I have also been opening up the paths along hedgerows and am about to attack a ‘tunnel’ of Cornus siberica, which was planted along the northern end of the garden with the intention of having winter stem colour However they were neglected and left to their own devices and now need some serious work to enable Gerald to get at the hedge when he gives it his annual trim in a few weeks' time.
From the material removed we keep anything thicker than about 1.5 ins for the fire, the rest has gone for shredding, which has kept Gerald busy for the month. I seem to manage to cut down in a week of mornings what he can shred in a day. We are producing a good pile of shredding which will be used for mulch.
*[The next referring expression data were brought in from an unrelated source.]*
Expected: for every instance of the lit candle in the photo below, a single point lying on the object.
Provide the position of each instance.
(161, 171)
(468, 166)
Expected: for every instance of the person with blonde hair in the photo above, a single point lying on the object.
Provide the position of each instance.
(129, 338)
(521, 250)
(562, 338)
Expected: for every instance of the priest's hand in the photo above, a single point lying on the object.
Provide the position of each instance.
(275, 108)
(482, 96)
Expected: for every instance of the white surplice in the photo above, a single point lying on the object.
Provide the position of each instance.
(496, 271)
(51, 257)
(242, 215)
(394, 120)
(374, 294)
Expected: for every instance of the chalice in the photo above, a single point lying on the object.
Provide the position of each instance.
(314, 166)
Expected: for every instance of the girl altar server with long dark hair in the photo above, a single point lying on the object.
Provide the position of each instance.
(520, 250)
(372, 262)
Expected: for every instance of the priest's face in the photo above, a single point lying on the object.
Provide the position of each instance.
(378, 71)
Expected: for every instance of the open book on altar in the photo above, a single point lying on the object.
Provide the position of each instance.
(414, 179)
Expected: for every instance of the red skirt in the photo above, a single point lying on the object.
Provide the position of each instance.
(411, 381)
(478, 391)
Wendy has been laying out and edging the new beds extending our shade garden. You may remember that one half of this is heavily infested with mare’s tails, and she has been assiduously pulling them out all summer. They are weaker, but you can never entirely eradicate them and we will have to continue to be vigilant. I hope to be planting this up in the spring.
In the afternoons for the past couple of weeks we have both been working on the seed distributions. This is a much easier job than it used to be now that we have two helpers to receive seed. So far (I am writing this mid-month) submissions have been down on previous years. It has been a bad year for seed set.
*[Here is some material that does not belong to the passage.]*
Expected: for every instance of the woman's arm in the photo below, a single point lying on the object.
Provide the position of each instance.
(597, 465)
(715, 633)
The other major occurrence this month has been that we have inherited a new National Collection. Tim Saville, who lives close to us in Wrexham had two collections, Hosta (tetraploid varieties) and Brunnera. He is moving, and so is arranging for new homes for them. We are taking on the brunnera. He arrived with 20 pots, each with a different variety and they are now planted out in the area we call the Aronia field. The plan is to let them settle in for a year and then propagate so that we can establish two other samples of each in other areas of the garden. Plant Heritage advise at least three samples of herbaceous plants as insurance against losses. I have also started seeking out others. This is part of the fun of a National Collection. It gives you the excuse to visit new nurseries (either physically or on line) in search of missing taxa. I will apply for formal recognition of the collection in a year or two. The new plants have made me take a more serious look at the genus. The varieties show differences mainly in either leaf colour and patterning or in flower colour. They seem easy to please: soil not too dry and some shade. The problems seem to be reversion and/or self-seeding into the crown of the mother plant, these two factors conspiring to gradually lose the real character of the variety. They are obviously going to need a little more care than Aronia and Clethra, which, once planted, mainly look after themselves.
It has been a good year for autumn colour. Temperatures have been low and winds light, so many trees and shrubs have coloured up well. I have talked about Liquidambars and Cercidiphyllum before. This year I think it is the turn of the maples, oaks and birches. Betula alleghansensis used to be called B. lutea. This is a much better name as the autumn colour is a lovely yellow, fading to orange. We have a small stand of them, grown from seed and planted out in 2006. They are an easy, unfussy tree and should be grown more. The leaves look as good on the ground as they do on the tree.
We also grew the Amur maple (Acer tataricum subsp. ginnala) from seed and planted it out in 1998. It is slow growing and has made a small, spreading tree with drooping branches. The autumn colour is a good orange-red. So far it has not set any seed, but it seems happy enough in moist soil in a fairly sunny position.
The red oaks (Quercus rubra) we bought at various times. We have a couple of fairly big specimens bought as whips in 1998 for 60p. The one in the photo is younger, probably dating from about 2002. These make fine trees if you have the space.
Finally a picture of some naked ladies behind bars…. the result of having to protect our borders from our (slowly improving) dogs!